I suspect that if I had to stretch a dollar until screamed for mercy I'd be checking out dried milk and egg products, especially for baking. And canned products would definitely be store brands.We haven't seen much difference in quality between store brand or name brand flour and sugar and I may start checking out the bulk prices just for the heck of it so that I can ball park what something like the following might cost per serving. Oh, and what I have noticed is that packages of sugar that used to weigh five pounds now weigh four and the prices are only a few cents cheaper. Store brand and name brand both.
Pasta dish I made the other night. Probably would have served a family of four with a couple of hungry kids fairly well.
Started with six cups of water and added
1/4 cup soup starter veggies
Spoon of chicken base
Some dried onions and dried chopped garlic
About 2 1/2 cups rotini pasta
This is less water than you usually use for pasta so you have to watch it make sure it cooks evenly and doesn't go dry. The idea is to use up most of the liquid. When it got a little scant I drained the liquid off the can of tomates I was going to use and added that. No extra salt was used beyond the soup base and whatever was in the tomatoes added later. The idea is to use the soup veggies to ramp the flavor on the pasta.

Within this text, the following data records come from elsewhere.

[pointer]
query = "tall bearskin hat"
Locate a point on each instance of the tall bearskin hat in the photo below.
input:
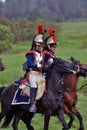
(51, 39)
(38, 39)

When the pasta was done I added the half package of chopped spinach left over from last weeks impossible quiche and the can of chopped S&W tomatoes with garlic and basil. Both the veggies were name brand. I suspect that if the budget was tighter they'd have been WinCo's store brand. Not quite the same quality but they'll do as ingrediants in something else. As a luxery I added the last half pound of Italian sausage hiding out in the freezer. Topped with a generous topping of domestic parmesan it made a pretty good one dish meal.
More than one commenter pointed out that he'd used his food stamps to buy the very things conservatives who attack the program bitch about. Sodas and desserts. "People shouldn't be allowed to buy that stuff on my dime." I guess the aide didn't get that memo.
I don't envy anyone with kids trying to make it on a food stamp budge. Especially when the kids hit that can't fill 'em up no matter how hard to try age. But, grudging food to anyone, especially when we're still subsidizing corn and soy so we can use it for livestock feed is just plain stupid. We do eat some meat. But, like that pasta dish it's almost always an ingrediant, not served on it's own. And we know how to cook.
2 comments:
Have you ever bought the food they sell at Dollar Tree? It is usually stale, gross, outdated and/or packaged in god-knows-where. I just DON'T buy food at Dollar Tree. And I don't see why folks that are living on food stamps should be forced to buy it either.
There were several comments on the TP story that said the same thing. Like I said, I wonder who usually does the shopping for him. And I suspect that most of us who grew up working class in the fifties and sixties know a bit about stretching a food dollar until squeaks for mercy and then stretch it some more. And still ate pretty darn well.